EAIオピニオンレビュー1:世論調査から見た2009年の安保危機と国民世論
要約
リベラル色の強いオバマ政権と保守色の強い李明博(イ・ミョンバク)政権がどのような韓米協力モデルを構築するのか注目が集まる中、北朝鮮の強硬政策はまだ枠組みが定まっていない韓米同盟を試練にさらした。最近、北朝鮮の大浦洞(テポドン)ミサイル2号の発射の動きが捉えられ、連日韓国政府の対北朝鮮政策に対する厳しい批判と発言の強度が強まる中、朝鮮半島では緊張が高まっている。執権2年目を迎えた李明博政権は、新しく登場したオバマ政権と韓米同盟の協力枠組みを構築しながらも、同時に硬直した南北関係および北朝鮮の核危機局面を打開しなければならないという二重の課題に直面することになったのである。
国民世論は、李明博政権が直面した二重の安保課題を解決していく上で必ず考慮すべき変数である。民主主義社会において、国民の同意と支持のない政策は成功しにくい。いかに正しい政治的信念と政治的責任感から出た政策であっても、多数の国民が反対する政策を推進する場合、政治的な逆風に遭ったり、いわゆる「南南葛藤」の政治的対立に発展したりしやすい。米国と北朝鮮に対する政府政策は、親米対反米、あるいは親北対反北のイデオロギー対決の様相にまで発展する可能性が高い事案である。執権初期から狂牛病騒動に続くろうそくデモで窮地に陥った李明博政権としては、現在直面している安保上の挑戦を賢明に克服していく過程で、世論の変化に敏感に反応しながら、政府政策に反対する世論がなぜ生じるのか、反対する根拠は何かについて正確な診断とともに、反対世論を説得し同意を求める努力が不可欠である。

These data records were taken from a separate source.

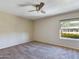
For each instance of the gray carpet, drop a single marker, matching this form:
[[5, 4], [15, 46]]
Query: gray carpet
[[35, 50]]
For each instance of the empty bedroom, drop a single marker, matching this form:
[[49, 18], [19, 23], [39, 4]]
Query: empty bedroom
[[39, 29]]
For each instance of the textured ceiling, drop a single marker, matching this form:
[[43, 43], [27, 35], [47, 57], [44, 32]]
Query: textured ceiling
[[52, 7]]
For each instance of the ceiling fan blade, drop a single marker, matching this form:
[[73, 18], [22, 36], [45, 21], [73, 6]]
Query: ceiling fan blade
[[43, 11], [31, 10]]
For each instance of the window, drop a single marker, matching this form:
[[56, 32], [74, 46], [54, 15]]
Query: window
[[69, 29]]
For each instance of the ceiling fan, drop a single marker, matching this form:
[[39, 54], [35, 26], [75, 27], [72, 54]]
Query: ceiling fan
[[38, 7]]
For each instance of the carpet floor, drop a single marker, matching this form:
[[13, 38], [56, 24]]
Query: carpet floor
[[35, 50]]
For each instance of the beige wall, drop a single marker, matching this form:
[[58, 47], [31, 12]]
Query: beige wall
[[47, 30], [14, 30]]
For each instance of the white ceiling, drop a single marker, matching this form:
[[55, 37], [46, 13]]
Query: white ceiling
[[52, 7]]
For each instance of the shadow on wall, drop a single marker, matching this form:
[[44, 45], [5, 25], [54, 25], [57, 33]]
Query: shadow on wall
[[11, 39]]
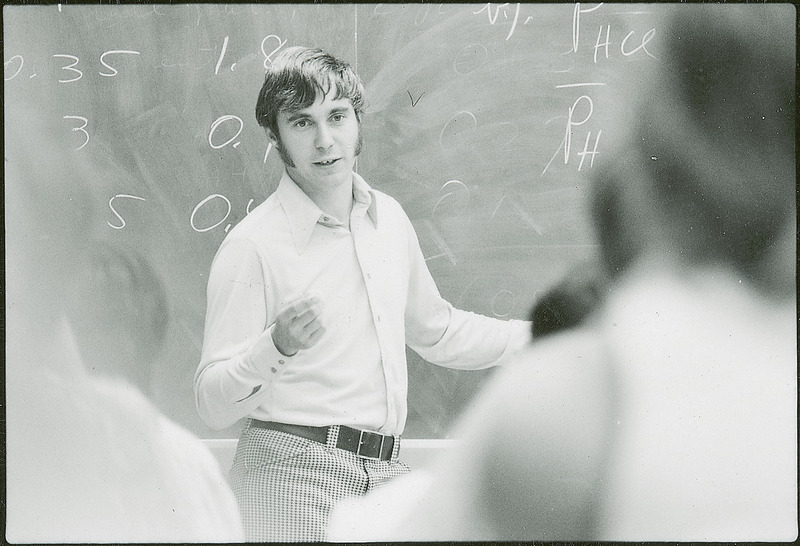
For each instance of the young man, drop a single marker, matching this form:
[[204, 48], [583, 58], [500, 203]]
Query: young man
[[312, 299]]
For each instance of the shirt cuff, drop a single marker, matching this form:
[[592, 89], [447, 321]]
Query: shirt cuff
[[270, 363]]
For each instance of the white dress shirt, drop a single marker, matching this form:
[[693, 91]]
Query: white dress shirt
[[377, 295]]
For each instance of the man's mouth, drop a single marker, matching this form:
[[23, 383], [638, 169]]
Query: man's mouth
[[326, 162]]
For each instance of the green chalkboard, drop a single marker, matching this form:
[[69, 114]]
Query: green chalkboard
[[483, 120]]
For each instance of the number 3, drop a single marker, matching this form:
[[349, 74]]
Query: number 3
[[82, 129]]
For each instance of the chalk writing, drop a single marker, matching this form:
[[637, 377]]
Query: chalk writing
[[82, 129], [70, 67], [460, 122], [114, 52], [111, 206], [453, 186], [493, 16], [571, 122], [268, 56], [414, 102], [220, 120], [576, 23], [221, 55], [11, 62], [203, 202]]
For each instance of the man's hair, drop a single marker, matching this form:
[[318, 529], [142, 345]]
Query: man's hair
[[295, 78]]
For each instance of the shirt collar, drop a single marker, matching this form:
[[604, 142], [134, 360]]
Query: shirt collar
[[303, 214]]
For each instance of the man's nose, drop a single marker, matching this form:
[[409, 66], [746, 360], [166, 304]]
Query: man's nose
[[323, 138]]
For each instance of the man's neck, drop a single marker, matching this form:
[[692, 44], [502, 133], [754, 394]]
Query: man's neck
[[338, 202]]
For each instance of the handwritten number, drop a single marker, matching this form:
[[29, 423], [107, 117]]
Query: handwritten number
[[82, 129], [221, 55], [414, 102], [70, 67], [268, 56], [111, 206], [203, 202], [114, 52], [216, 124], [5, 66]]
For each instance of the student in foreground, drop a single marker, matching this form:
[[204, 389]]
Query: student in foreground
[[673, 416]]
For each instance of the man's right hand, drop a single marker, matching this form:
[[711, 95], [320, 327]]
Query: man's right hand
[[298, 325]]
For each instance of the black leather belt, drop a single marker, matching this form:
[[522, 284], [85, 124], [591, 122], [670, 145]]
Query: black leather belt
[[365, 444]]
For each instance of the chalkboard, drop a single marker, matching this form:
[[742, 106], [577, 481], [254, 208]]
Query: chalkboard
[[483, 120]]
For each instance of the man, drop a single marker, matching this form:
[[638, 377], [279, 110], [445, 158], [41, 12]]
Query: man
[[311, 301], [672, 415]]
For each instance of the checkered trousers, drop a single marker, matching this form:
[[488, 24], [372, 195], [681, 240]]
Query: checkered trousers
[[286, 485]]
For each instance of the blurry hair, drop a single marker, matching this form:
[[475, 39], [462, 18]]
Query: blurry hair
[[297, 76], [570, 301], [707, 150], [117, 309]]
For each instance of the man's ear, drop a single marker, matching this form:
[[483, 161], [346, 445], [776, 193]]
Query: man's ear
[[273, 138]]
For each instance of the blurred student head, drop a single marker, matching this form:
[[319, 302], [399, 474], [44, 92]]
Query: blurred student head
[[703, 169], [570, 302], [117, 310]]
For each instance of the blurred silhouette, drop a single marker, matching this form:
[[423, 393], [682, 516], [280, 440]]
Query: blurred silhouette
[[117, 309], [674, 416], [89, 458], [570, 302]]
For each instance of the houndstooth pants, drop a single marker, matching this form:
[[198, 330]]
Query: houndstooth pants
[[286, 485]]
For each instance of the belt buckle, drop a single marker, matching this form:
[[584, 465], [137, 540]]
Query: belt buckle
[[361, 443]]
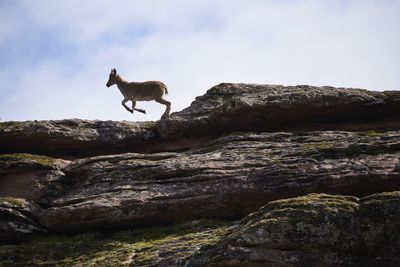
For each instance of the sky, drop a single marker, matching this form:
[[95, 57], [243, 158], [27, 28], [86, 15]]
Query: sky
[[55, 56]]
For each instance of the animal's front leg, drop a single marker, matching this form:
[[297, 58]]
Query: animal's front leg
[[140, 110], [127, 108]]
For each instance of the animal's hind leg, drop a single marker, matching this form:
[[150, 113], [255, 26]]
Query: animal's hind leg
[[125, 106], [167, 104], [140, 110]]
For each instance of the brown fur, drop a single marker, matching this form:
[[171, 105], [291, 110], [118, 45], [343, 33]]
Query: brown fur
[[140, 91]]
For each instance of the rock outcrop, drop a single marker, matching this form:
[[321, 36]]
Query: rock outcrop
[[18, 219], [313, 230], [223, 109], [227, 178], [232, 152]]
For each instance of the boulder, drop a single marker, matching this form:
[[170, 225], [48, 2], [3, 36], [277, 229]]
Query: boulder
[[231, 107], [223, 109], [313, 230], [18, 219], [74, 137], [31, 177], [226, 178]]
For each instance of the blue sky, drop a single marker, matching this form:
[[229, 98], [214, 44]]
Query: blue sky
[[55, 56]]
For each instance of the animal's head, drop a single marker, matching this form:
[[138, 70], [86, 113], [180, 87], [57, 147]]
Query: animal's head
[[112, 79]]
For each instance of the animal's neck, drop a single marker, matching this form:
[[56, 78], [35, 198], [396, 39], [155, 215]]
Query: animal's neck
[[121, 81]]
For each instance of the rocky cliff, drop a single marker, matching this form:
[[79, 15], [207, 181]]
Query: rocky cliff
[[248, 175]]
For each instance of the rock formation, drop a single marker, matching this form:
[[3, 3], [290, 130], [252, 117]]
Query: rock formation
[[240, 149]]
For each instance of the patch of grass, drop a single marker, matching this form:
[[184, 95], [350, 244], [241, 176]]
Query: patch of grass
[[310, 149], [41, 160], [13, 200], [15, 125], [142, 247], [370, 133]]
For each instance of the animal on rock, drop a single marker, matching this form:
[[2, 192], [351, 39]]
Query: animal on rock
[[140, 91]]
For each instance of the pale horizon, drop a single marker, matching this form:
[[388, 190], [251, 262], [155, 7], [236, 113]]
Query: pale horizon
[[55, 56]]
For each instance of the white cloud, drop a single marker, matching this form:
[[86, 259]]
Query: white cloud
[[193, 45]]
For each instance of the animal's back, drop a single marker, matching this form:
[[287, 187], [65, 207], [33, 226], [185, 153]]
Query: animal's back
[[149, 90]]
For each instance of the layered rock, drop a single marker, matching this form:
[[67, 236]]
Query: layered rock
[[313, 230], [223, 109], [250, 107], [75, 138], [31, 177], [235, 149], [17, 219], [227, 178]]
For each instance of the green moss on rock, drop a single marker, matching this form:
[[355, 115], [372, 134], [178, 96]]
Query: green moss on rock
[[36, 159], [169, 245], [12, 200]]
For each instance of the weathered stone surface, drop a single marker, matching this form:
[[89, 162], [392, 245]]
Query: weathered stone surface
[[31, 177], [17, 219], [250, 107], [227, 178], [74, 137], [166, 246], [313, 230], [223, 109]]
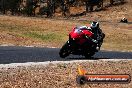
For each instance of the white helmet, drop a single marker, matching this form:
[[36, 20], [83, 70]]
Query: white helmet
[[94, 24]]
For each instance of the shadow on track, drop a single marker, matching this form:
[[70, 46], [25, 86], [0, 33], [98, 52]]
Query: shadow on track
[[13, 54]]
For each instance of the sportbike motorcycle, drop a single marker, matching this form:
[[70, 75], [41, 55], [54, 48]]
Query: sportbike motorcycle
[[80, 42]]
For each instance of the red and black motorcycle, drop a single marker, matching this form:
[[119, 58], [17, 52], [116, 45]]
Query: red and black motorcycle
[[80, 43]]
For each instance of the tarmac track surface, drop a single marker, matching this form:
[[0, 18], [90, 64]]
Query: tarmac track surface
[[15, 54]]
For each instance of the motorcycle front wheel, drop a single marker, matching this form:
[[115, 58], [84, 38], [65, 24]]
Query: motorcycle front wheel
[[64, 51]]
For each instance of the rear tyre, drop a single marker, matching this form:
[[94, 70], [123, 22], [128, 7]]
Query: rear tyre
[[81, 80], [64, 51]]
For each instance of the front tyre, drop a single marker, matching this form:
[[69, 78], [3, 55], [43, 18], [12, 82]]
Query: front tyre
[[64, 51], [89, 54]]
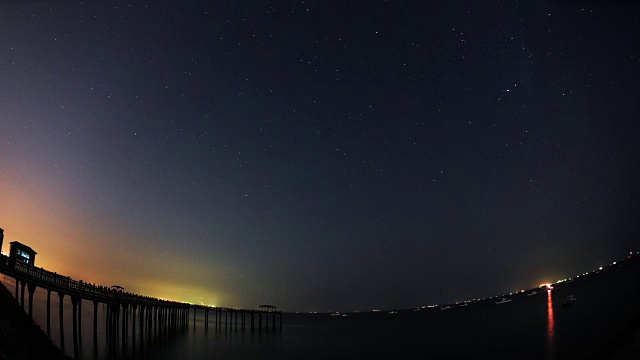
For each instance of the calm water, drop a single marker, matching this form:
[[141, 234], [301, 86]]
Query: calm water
[[527, 328]]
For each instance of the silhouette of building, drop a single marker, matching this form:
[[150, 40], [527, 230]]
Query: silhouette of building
[[21, 252]]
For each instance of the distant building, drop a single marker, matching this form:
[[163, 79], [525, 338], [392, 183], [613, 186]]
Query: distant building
[[22, 253]]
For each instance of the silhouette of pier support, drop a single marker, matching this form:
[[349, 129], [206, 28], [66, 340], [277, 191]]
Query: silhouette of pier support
[[145, 318]]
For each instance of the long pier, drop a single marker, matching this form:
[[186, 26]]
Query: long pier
[[153, 315]]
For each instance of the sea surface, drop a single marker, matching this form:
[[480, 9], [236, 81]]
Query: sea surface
[[607, 310]]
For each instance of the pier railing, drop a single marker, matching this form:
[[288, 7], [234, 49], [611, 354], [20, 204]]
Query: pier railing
[[67, 284]]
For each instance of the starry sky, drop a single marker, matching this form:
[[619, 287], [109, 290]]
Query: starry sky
[[320, 156]]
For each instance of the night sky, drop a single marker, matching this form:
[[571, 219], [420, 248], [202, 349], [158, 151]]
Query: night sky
[[324, 156]]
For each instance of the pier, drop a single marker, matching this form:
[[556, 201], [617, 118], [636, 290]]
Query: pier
[[125, 310]]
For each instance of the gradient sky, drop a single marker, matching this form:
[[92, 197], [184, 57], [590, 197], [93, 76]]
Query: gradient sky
[[320, 156]]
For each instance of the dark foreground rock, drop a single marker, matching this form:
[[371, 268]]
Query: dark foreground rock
[[20, 337]]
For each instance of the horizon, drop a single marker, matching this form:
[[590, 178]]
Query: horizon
[[317, 156], [603, 267]]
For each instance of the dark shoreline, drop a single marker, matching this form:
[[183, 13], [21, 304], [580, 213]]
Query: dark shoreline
[[20, 337]]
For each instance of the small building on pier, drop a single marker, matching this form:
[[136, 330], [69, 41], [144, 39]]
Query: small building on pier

本稿は、まず、北朝鮮のロケット発射試験を前後して朝鮮半島における緊張が急激に高まっている状況下で、国民の安保危機感はどのようなものであり、国民が望む対北朝鮮・対米政策の方向性は何かを診断することを目的とする。第二に、この過程で国民の安保意識がどのように変化しているかを考察する。この過程で、国民の安保意識を説明してきた論理と枠組みの限界を指摘したい。最後に、国民世論の分析結果を通じて、政府が参照すべき政治的含意を整理する。
<主な目次>
2009年の安保危機と国民世論
韓国国民の対北朝鮮・対米認識の変化パターン
2009年の北朝鮮ミサイル危機と国民の安保意識の変動
-2009年の危機と対北朝鮮認識の悪化
-韓米同盟:利益に基づく「条件付き」同盟支持から「信盟(信頼できる同盟)」への転換
世論から見た対北朝鮮解決策:強硬・融和両面での折衷政策
-ミサイル発射には強硬対応を注文
-北朝鮮問題の基本解決策は対話優先
-関与(包容)政策と牽制心理の拡散
-高まる北朝鮮核への疲労感、「北朝鮮核保有容認論」
-北朝鮮核危機と韓米同盟:李明博政権の機会と挑戦
参考資料:北朝鮮ミサイル関連主要日誌
<主な調査結果>
北朝鮮がミサイル発射を強行した場合、米国や日本による撃墜について
'賛成' 51.1%
'反対' 42.3%
最近、政府が検討中の米国主導のPSI(Profusion of Sensitive Information)参加の是非について
'北朝鮮の武器輸出を監視し、これを防止するためにPSIに参加することが望ましい' 51.1%
'北朝鮮との関係悪化を招き、朝鮮半島の緊張を高める可能性があるため、参加しないことが望ましい' 40.6%
望ましい北朝鮮核問題解決策に関する認識
'南北首脳会談や特使派遣' 85.7% 望ましい
'6者会談'の形式についても85.2%肯定的評価
韓国を除いた'米朝間直接交渉'案も55.6%支持
北朝鮮を刺激する可能性のある'国際社会の制裁'案49.4%、'海上封鎖を含むPSI'については49.2%支持
'
米国の軍事措置'と'開城工業団地/金剛山観光中断'のような強い対北朝鮮圧迫策については、望ましいという世論がそれぞれ31%、21.1%
北朝鮮核問題の行方については
'まもなく放棄するだろう'という回答は3%
'長期的には放棄するだろう'という回答は45%
'北朝鮮が核兵器を保有する線で妥協されるだろう'という見通しが36.6%
*この本文は韓国語で書かれた原文を AI で翻訳したものです。一部の翻訳やニュアンスに誤りがある場合があります。